Berlusconis Motiv? Schwierig. Die Überraschung ist groß, bei vielen auch die Enttäuschung. Da er kurz nach Draghis Rücktritt ankündigte, selbst wieder für den Senat kandidieren zu wollen, wird spekuliert, er wollte endlich seine Rückkehr in ein politisches Amt verwirklichen. Und eine kleine Revanche dafür, dass ihn die Regierungsmehrheit nicht ins Amt des Staatsoberhauptes hieven wollte? Im besten Fall war es Bündnistreue: Entweder jetzt an der Seite von Salvini und Meloni für sofortige Neuwahlen oder das Mitte-Rechts-Bündnis ist tot. Das war es in den vergangenen Monaten zwar schon öfter, aber Totgesagte leben länger.

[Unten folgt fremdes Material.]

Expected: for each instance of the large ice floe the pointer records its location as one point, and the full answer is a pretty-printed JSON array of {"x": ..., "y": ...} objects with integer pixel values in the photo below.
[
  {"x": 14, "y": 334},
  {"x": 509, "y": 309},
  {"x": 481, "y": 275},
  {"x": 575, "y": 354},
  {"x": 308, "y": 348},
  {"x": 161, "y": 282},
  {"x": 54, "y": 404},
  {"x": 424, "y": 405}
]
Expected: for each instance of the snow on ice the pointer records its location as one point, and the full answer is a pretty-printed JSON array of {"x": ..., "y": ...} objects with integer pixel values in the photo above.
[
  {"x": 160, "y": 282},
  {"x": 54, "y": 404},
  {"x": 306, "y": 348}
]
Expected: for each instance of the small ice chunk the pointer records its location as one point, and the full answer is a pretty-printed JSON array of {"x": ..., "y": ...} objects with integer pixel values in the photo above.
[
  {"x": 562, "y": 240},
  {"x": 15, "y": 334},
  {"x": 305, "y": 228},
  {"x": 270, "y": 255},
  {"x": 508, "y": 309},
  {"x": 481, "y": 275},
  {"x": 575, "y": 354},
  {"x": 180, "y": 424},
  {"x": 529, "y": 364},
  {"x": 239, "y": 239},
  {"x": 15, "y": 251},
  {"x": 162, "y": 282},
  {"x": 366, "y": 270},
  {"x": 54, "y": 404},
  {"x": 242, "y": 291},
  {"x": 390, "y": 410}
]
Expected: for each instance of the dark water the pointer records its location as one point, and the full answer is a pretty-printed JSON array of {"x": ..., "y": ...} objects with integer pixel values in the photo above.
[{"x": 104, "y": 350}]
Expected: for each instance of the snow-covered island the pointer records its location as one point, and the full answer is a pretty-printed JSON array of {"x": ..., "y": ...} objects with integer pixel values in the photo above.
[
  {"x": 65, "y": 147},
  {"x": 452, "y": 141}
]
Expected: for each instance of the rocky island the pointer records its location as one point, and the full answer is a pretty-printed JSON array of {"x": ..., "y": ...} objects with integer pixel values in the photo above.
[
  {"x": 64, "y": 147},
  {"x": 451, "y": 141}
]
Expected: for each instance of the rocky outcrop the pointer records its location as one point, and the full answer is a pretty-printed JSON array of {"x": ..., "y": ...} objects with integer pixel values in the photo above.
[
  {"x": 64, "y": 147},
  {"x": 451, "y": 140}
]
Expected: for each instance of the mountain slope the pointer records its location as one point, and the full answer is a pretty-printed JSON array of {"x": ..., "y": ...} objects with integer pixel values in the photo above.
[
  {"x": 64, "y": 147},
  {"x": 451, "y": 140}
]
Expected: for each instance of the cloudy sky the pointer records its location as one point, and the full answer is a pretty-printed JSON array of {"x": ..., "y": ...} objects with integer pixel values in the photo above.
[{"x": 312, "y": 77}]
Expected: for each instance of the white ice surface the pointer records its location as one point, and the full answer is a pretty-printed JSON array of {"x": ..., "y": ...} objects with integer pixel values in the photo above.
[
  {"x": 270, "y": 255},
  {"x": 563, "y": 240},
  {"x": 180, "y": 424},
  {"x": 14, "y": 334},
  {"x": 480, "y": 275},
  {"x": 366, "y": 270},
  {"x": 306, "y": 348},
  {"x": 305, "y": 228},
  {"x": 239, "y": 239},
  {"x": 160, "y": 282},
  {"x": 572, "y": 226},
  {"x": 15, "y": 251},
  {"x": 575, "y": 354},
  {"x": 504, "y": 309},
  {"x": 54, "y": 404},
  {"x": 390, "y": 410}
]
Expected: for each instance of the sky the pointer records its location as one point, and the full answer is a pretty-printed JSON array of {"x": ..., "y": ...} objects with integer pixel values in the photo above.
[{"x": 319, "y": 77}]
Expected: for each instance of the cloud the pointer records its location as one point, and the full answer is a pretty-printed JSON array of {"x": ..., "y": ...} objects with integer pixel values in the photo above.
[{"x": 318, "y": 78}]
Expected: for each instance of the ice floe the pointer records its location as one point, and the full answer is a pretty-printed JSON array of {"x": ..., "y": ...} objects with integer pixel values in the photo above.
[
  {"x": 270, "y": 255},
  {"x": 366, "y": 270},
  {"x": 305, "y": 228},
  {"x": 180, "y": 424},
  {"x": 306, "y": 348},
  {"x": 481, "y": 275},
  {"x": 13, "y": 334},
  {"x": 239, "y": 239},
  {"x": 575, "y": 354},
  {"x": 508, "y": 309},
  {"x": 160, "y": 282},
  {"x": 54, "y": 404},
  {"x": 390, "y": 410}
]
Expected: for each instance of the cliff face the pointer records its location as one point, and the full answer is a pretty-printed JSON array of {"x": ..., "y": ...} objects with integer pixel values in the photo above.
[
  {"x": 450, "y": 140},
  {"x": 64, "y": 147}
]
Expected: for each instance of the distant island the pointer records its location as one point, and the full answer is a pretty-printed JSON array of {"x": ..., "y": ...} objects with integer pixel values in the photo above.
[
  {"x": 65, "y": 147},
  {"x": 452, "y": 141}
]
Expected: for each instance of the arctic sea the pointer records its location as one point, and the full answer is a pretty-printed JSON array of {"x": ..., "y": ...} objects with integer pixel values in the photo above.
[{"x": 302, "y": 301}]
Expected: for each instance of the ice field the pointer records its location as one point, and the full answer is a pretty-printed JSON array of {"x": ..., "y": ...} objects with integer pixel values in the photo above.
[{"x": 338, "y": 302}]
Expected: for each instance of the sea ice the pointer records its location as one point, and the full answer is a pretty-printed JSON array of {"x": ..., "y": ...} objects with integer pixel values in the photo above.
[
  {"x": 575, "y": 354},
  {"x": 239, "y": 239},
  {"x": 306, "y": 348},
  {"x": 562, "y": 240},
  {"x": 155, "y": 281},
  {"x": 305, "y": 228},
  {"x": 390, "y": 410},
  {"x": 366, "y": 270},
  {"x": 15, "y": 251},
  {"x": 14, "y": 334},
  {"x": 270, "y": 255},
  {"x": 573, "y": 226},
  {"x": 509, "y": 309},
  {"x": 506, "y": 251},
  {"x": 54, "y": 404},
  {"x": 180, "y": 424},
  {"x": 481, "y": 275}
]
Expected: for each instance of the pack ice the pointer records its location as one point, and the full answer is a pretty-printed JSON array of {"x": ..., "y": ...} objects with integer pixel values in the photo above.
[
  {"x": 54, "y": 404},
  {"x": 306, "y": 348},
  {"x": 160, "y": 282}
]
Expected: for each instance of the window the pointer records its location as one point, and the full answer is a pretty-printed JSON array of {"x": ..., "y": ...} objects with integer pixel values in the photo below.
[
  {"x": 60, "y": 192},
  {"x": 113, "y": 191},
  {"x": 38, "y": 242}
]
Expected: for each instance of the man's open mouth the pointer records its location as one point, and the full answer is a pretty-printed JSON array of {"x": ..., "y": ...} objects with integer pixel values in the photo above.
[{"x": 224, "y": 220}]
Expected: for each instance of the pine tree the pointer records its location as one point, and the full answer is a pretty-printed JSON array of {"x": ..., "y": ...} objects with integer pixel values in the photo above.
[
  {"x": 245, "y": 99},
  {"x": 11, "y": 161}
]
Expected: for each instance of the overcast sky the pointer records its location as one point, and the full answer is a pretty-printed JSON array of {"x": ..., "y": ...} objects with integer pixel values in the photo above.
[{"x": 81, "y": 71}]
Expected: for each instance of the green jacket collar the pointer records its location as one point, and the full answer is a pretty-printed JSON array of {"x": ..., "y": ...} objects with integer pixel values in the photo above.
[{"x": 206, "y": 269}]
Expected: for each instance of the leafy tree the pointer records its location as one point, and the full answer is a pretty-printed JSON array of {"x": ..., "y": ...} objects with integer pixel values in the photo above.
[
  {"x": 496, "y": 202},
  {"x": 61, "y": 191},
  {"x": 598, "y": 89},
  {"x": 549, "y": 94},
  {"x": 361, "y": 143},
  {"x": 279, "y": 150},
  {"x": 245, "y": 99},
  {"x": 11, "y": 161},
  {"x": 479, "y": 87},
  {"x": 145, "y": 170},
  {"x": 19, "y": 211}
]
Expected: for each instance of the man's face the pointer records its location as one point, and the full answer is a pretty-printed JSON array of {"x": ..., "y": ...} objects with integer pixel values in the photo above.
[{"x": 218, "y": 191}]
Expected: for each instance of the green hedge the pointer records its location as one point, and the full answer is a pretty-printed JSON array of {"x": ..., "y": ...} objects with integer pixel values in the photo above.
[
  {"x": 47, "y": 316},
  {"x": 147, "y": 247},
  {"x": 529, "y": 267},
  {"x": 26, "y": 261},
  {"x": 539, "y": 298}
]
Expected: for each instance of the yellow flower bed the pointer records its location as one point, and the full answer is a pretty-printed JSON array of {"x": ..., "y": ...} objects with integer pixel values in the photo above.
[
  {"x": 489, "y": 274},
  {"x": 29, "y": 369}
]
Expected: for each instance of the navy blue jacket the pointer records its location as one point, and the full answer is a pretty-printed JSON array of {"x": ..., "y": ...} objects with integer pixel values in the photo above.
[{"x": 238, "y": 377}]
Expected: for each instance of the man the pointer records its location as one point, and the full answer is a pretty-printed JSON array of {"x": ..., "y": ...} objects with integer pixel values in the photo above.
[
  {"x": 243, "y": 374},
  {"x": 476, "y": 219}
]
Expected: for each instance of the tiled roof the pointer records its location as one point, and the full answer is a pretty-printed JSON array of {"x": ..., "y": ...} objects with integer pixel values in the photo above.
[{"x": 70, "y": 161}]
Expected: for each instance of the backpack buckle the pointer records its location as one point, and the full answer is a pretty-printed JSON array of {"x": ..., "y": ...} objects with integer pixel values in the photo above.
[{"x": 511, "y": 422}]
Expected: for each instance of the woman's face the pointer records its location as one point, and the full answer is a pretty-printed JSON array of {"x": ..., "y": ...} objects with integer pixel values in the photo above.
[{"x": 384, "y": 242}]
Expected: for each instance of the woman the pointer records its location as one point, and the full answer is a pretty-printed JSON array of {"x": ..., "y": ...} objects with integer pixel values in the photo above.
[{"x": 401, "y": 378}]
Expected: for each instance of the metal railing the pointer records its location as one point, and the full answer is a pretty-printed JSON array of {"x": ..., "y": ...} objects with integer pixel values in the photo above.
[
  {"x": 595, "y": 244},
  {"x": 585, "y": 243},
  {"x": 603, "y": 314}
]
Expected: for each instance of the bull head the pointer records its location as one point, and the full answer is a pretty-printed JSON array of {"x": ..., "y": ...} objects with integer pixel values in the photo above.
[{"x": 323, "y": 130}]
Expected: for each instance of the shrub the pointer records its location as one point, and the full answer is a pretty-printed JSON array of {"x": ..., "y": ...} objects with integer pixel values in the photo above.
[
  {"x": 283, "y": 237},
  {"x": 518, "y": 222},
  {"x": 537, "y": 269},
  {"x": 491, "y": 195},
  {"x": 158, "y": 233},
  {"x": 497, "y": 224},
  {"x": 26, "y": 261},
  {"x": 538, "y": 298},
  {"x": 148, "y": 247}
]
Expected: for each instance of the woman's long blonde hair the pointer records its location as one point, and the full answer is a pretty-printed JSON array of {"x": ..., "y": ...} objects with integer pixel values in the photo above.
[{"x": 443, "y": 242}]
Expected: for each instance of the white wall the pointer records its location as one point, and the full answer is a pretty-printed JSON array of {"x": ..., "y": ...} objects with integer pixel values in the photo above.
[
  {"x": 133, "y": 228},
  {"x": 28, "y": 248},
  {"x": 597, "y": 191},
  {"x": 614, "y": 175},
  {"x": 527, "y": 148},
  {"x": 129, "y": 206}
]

Kurzsichtige Motive, kleinliche, selbstgefällige Motive. Sie lassen ahnen, wie diese Personen ihre Regierungsverantwortung wahrnehmen würden: nur ausgerichtet auf den kurzfristigen, persönlichen Gewinn, nicht auf das große Ganze oder gar auf den Erfolg in der Sache – durch Sachpolitik. Dies hebelt die eingangs genannten Argumente, warum nun passiert, was passiert nicht aus. Aber es macht den Abgang Draghis umso bitterer und die den Blick in Italiens Zukunft umso düsterer.

PS:

Früher war nicht alles besser, aber fast schon könnte man nostalgisch werden, wurden doch zu Berlusconis besten Zeiten Gesetze wenigstens geschrieben, um ihn persönlich vor einer Verurteilung zu schützen. Oder wenn die Justiz zu reformieren versucht wurde, damit sie die Korruption nicht aufdeckt. Oder wenn politische Intrigen geschmiedet wurden, weil man die Beteiligung der Linken an der Regierung verhindern wollte oder einen Staatsstreich vorbereiten. Einen Staatsstreich! Die Geschichte der italienischen Politik ist voll von unlauteren Absichten, die fragwürdiges Handeln, das Scheitern von Regierungen motivierten. Ein paar Wählerstimmen sind demgegenüber in jeder Hinsicht niederschmetternd.